Que sont et que font les « cadres » aujourd’hui ? Les « cadres » ont toujours constitué une catégorie sociale diversifiée ; dans la nomenclature des professions et catégories socio-professionnelles ils sont associés aux professions intellectuelles supérieures ; dans la perception de leur place sociale ils semblent constituer le noyau des « couches moyennes ».

Cette typologie a toujours été problématique et l’est sans doute encore plus aujourd’hui qu’hier, compte tenu de l’évolution des modes de production, de la hausse généralisée de l’évolution des qualifications, des transformations des métiers.

Rencontre-débat avec Sophie Pochic

Sophie Pochic, sociologue, a participé à un réseau de recherche se posant la question de la spécificité de la catégorie « cadres » aujourd’hui.

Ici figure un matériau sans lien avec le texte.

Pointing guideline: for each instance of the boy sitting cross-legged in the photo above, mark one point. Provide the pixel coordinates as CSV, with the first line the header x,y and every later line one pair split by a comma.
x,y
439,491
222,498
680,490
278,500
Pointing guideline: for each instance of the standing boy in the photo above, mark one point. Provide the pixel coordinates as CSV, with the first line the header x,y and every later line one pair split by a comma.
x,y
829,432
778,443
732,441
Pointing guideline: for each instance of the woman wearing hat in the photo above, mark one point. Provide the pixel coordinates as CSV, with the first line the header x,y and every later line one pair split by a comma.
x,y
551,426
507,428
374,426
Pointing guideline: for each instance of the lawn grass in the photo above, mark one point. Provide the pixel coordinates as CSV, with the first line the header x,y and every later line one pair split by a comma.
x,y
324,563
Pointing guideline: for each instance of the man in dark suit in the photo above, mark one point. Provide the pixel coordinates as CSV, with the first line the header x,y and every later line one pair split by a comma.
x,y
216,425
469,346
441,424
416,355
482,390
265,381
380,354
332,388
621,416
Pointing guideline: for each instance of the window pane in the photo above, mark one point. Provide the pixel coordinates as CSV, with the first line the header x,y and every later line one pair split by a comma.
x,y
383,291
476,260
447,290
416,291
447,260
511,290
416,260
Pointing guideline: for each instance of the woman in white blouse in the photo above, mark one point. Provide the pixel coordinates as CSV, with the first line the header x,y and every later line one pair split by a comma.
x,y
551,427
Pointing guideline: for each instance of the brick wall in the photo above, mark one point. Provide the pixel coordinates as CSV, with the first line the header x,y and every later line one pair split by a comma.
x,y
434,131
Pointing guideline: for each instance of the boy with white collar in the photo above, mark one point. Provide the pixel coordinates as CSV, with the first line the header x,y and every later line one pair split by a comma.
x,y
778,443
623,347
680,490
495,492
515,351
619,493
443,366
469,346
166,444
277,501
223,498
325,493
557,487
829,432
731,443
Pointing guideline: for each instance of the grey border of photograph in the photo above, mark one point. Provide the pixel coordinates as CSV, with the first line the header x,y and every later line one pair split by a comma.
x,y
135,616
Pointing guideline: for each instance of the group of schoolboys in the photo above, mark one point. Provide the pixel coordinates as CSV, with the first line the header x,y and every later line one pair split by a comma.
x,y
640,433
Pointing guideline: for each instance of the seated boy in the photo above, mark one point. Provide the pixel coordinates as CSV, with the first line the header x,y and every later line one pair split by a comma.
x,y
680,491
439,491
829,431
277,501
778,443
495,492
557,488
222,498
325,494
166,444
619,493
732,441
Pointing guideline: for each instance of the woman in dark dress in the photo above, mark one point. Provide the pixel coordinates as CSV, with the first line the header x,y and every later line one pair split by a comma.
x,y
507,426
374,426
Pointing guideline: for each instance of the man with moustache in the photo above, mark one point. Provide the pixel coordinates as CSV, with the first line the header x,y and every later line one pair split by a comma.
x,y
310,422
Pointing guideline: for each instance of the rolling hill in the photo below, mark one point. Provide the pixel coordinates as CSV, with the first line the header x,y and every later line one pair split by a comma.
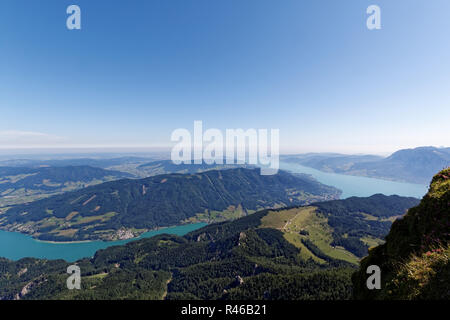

Les cadres constituent un groupe composite et de plus en plus nombreux (5 millions selon l’INSEE), en augmentation très forte, notamment au niveau des entreprises et du secteur public ; dans certains domaines, comme l’informatique, ils sont particulièrement concentrés ; c’est une catégorie largement féminisée, de plus en plus diplômée, qui « encadre » de moins en moins : les cadres aujourd’hui sont principalement des « experts », qui gèrent des projets, travaillent en réseau, sont gérés sur la base d’objectifs, avec des rémunérations variables. Du coup, ils se sentent de moins en moins « cadres ».

Certes, certaines spécificités demeurent dans le droit du travail, les conventions collectives, leurs droits au moment de la liquidation des retraites ; ils ont une plus forte stabilité d’emploi, sont relativement plus protégés du chômage et de la précarité.

Mais, dans le cadre actuel des nouvelles formes d’organisation du travail (liées à la rationalisation accrue, aux performances financières, au contrôle informatisé du travail…), ils pensent que, dans les faits, et comme pour les autres catégories de travailleurs, leur autonomie, apparemment renforcée au niveau des discours est tronquée, « récusée », « empêchée ».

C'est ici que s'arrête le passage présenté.